GDP速報値 プラス成長のカラクリ

GDP速報値 プラス成長のカラクリ

[カテゴリ] 新聞・雑誌記事(経営・経済)
[更新日] 2019/5/21
[投稿者] 釘宮 崇

内閣府が20日発表した2019年1~3月期の国内総生産(GDP)速報値は、物価変動の影響を除いた実質ベースの季節調整値で前期比0.5%増えた。

年率換算では2.1%増になる。

2四半期連続のプラス成長となったが、中国経済の減速で輸出が減ったほか、内需の柱である個人消費と設備投資も減少に転じた。

経済の停滞で輸入が急減したことがGDPを計算上押し上げた。

2019/5/20 日経新聞・夕刊


先週の景気動向指数の発表で、基調判断が、6年2カ月ぶりに「悪化」に引き下げられました。

昨日、1月~3月のGDP速報値が発表され、マイナス成長となるのでは?という予想が多かった中で、前期比0.5%のプラス成長となりました。

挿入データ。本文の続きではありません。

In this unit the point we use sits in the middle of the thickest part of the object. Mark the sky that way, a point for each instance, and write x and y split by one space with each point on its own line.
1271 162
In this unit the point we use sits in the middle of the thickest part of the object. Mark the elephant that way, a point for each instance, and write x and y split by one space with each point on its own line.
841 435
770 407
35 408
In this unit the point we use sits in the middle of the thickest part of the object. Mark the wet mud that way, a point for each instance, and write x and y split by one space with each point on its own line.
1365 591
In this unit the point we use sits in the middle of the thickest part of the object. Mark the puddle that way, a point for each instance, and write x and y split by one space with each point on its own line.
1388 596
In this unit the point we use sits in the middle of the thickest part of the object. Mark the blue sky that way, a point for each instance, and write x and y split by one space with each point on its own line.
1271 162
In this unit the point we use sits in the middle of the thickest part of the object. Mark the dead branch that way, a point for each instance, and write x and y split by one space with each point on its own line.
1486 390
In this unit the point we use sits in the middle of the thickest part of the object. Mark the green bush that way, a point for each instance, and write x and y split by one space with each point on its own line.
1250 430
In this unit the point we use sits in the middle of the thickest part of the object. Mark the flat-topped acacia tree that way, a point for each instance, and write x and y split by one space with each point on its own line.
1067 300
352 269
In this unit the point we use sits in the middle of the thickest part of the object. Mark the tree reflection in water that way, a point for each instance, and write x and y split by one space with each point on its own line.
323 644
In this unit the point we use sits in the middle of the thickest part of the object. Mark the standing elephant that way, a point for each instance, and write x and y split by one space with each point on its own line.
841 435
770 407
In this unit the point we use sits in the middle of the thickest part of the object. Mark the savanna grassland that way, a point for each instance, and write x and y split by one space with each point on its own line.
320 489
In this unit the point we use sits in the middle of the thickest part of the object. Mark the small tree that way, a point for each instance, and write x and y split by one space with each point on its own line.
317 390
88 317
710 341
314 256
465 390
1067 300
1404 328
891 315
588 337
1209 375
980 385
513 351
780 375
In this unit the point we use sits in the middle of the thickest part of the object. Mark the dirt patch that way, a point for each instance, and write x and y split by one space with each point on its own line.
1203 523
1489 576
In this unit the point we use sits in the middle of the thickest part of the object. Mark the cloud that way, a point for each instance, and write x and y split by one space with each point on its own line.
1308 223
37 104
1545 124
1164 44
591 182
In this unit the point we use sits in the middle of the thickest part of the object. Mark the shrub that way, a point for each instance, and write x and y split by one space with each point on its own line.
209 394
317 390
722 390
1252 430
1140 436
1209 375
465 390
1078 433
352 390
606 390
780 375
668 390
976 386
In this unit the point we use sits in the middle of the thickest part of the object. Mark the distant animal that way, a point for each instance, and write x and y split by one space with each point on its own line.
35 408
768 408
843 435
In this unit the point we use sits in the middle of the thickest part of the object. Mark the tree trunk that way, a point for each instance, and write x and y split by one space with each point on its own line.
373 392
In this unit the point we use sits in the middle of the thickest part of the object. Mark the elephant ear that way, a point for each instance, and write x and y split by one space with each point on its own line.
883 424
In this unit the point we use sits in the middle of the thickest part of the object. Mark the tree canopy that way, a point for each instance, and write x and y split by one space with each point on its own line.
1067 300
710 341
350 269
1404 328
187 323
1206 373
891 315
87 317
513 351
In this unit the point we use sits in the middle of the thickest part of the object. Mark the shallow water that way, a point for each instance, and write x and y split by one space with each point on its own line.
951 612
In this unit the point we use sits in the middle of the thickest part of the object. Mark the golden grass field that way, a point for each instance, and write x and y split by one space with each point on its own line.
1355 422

上記の記事を読むと、「??」となる文章がありました。

それは、この文章です。
 

経済の停滞で輸入が急減したことがGDPを計算上押し上げた。


輸入が減るということは、国内での消費が減って、GDPは下がるのでは?


「輸入の減少が、GDPを押し上げる」

その理屈は、このように考えるそうです。

今回の、GDPプラス成長の要因は、輸出から輸入を引いた「純輸出」がプラスになったから。

テレビ東京 ワールドビジネスサテライトの解説によると、輸出が増えるということは、日本に入るお金が増えるということ。

輸入が増えるということは、日本から出るお金が増えるということ。


つまり、輸入が減るということは、日本から出るお金が少なくなる。

→ 日本国内に残るお金が増える。

→ お金が増えてGDPのプラス要因になる。

ということだそうです。


今回のGDP速報値の発表内容を見ると、個人消費、設備投資がマイナス。

計算上はプラス成長となっていますが、今回の発表の内容を詳しく見ると、日本経済の状況は発表数値ほど良くなさそうですね。